1.10 - Practice problems
Load the HELPrct data set from the mosaicData package. The HELP study was a clinical trial for adult inpatients recruited from a detoxification unit. Patients with no primary care physician were randomly assigned to receive a multidisciplinary assessment and a brief motivational intervention or usual care and various outcomes were observed. Two of the variables in the dataset are sex, a factor with levels (male and female) and daysanysub, time (in days) to first use of any substance post-detox. We are interested in the difference in mean number of days to first use of any substance post-detox between males and females. There are some missing responses and the following code will produce favstats with the missing values and then provide a data set that for complete observations by applying the na.omit function that removes any observations with missing values.

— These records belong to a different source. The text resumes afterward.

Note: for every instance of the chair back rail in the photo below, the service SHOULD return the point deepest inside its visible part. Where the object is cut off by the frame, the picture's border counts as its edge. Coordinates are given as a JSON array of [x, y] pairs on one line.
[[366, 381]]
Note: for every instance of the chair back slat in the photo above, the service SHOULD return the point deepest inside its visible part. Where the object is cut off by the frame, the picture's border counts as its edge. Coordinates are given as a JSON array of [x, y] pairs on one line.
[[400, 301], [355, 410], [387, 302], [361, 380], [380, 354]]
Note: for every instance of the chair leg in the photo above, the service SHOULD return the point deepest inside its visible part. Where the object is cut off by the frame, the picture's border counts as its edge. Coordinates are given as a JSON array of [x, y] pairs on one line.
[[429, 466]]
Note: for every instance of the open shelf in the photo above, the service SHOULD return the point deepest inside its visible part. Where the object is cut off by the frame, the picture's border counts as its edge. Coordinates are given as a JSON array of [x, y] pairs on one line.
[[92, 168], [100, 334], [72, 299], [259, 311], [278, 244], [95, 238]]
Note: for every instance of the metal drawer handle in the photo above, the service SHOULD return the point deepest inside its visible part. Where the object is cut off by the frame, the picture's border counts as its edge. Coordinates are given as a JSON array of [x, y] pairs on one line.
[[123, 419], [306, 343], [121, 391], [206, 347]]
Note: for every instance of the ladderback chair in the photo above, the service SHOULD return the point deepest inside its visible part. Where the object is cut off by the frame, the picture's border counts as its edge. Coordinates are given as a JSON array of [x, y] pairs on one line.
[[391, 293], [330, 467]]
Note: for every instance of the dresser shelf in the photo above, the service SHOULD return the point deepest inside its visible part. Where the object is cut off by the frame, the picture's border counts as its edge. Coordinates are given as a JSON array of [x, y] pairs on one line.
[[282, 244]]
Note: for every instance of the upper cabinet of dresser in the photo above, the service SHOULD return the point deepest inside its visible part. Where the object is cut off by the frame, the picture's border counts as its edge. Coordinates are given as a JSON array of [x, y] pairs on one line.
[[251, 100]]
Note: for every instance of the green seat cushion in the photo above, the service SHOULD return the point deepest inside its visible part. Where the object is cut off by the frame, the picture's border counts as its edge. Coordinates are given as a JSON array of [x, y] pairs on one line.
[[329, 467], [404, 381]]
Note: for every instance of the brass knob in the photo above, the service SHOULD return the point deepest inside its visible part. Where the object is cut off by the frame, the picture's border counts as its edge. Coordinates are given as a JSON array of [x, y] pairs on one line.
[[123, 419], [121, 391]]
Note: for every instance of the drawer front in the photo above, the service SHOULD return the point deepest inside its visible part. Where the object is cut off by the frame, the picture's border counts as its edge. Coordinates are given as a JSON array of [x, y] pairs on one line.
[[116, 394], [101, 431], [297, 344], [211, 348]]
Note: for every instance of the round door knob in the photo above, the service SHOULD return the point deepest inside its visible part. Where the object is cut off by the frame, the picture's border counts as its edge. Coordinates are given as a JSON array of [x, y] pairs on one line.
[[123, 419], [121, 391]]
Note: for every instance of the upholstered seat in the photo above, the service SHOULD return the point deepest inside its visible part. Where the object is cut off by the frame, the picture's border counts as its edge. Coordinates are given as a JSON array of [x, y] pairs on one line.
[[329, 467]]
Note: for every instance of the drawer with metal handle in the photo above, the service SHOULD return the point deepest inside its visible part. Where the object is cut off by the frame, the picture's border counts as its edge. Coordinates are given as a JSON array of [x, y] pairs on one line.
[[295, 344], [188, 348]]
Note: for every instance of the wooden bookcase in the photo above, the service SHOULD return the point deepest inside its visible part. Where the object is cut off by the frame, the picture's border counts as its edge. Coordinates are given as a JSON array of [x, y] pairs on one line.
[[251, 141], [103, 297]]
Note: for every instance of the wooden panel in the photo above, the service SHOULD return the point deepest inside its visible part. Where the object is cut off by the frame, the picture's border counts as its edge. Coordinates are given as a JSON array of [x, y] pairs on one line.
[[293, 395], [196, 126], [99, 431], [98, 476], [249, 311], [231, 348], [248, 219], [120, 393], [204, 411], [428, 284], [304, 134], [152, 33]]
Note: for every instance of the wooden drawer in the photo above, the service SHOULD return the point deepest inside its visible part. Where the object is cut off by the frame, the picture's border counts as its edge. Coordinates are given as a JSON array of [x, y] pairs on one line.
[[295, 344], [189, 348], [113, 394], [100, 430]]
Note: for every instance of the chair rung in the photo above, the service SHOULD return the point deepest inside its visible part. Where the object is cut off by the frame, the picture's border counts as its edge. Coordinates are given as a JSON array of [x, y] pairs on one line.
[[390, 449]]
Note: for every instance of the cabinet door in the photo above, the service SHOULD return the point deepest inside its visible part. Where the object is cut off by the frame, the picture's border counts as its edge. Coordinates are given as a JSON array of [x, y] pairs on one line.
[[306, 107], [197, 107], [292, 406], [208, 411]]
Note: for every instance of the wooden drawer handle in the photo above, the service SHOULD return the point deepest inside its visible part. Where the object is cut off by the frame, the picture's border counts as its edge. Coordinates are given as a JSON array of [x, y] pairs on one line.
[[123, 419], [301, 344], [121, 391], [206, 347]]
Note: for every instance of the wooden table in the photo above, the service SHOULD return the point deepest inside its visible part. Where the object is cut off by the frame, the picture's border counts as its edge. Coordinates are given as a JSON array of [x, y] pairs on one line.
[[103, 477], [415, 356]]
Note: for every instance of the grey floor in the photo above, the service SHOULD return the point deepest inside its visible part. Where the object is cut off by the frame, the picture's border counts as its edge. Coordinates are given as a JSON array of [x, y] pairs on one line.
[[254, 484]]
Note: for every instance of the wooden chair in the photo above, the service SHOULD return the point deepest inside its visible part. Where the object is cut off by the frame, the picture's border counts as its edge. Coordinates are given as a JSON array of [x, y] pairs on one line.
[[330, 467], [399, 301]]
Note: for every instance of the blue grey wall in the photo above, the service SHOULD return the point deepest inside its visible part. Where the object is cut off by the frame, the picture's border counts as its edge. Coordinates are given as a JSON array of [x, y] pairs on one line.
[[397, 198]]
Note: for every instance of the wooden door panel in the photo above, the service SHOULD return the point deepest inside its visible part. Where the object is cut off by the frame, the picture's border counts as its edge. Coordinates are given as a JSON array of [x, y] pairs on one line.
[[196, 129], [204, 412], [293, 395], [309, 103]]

require(mosaicData) #load the dataset
HELPrct2<-HELPrct[,c("daysanysub","sex")] #Just focus on two variables
HELPrct3<-na.omit(HELPrct2) #Removes subjects with missing
favstats(daysanysub~sex, data = HELPrct2)
favstats(daysanysub~sex, data = HELPrct3)

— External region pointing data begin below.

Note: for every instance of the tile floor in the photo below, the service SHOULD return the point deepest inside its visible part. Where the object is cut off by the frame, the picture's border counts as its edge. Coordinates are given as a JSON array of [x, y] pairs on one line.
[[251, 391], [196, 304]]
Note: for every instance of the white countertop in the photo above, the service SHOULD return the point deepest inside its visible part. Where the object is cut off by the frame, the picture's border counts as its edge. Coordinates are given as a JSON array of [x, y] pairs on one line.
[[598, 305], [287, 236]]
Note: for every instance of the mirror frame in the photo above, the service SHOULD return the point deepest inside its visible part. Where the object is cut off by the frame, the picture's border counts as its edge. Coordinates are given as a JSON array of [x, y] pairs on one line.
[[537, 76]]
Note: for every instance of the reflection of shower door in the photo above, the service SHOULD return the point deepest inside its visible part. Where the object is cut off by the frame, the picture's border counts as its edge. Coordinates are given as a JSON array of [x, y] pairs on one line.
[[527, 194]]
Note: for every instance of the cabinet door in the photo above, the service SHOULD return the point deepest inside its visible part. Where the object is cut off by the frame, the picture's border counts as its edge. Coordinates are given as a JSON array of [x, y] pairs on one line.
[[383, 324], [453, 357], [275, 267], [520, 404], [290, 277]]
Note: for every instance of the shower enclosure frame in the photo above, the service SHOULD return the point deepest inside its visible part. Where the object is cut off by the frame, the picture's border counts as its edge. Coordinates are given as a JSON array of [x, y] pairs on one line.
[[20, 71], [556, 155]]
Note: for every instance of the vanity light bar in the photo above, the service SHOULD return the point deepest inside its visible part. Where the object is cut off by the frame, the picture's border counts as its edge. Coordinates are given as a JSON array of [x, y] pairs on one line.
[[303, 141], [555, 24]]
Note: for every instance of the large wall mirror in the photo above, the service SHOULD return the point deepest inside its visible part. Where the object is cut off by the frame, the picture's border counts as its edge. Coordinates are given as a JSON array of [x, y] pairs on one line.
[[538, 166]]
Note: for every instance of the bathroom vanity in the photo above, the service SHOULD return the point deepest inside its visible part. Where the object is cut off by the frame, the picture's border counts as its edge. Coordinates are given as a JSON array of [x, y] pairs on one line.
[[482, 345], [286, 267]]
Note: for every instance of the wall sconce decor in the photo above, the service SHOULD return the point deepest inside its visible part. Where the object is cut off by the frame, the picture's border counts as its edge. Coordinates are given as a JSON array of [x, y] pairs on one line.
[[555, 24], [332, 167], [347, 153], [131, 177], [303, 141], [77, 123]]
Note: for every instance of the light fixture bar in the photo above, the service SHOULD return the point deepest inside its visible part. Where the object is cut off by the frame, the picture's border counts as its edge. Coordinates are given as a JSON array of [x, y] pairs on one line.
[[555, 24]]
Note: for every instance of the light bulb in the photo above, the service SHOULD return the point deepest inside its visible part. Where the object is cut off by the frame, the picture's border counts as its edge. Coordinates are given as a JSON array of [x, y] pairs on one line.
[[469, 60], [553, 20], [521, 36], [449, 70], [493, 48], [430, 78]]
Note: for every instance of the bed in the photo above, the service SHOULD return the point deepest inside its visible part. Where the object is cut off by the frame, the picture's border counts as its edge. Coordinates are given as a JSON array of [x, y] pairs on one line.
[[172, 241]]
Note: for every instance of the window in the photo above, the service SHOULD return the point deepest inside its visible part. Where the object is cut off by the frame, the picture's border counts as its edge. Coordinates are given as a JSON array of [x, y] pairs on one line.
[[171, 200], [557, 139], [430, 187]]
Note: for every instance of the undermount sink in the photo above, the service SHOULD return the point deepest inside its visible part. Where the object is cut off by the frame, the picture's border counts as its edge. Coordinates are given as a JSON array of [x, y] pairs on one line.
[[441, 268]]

1.1. Based on the results provided, how many observations were missing for males and females. Missing values here likely mean that the subjects didn't use any substances post-detox in the time of the study. This is called censoring. What is the problem with the numerical summaries if the missing responses were all something larger than the largest observation?
1.2. Make a beanplot and a boxplot of daysanysub ~ sex using the HELPrct3 data set created above. Compare the distributions, recommending parametric or nonparametric inferences.
1.3. Generate the permutation results and write out the 6+ steps of the hypothesis test, making sure to note the numerical value of observed test statistic you are using. Include scope of inference.
1.4. Interpret the p-value for these results.
1.5. Generate the parametric t.test results, reporting the test-statistic, its distribution under the null hypothesis, and compare the p-value to those observed using the permutation approach.
1.6. Make and interpret a 95% bootstrap confidence interval for the difference in the means.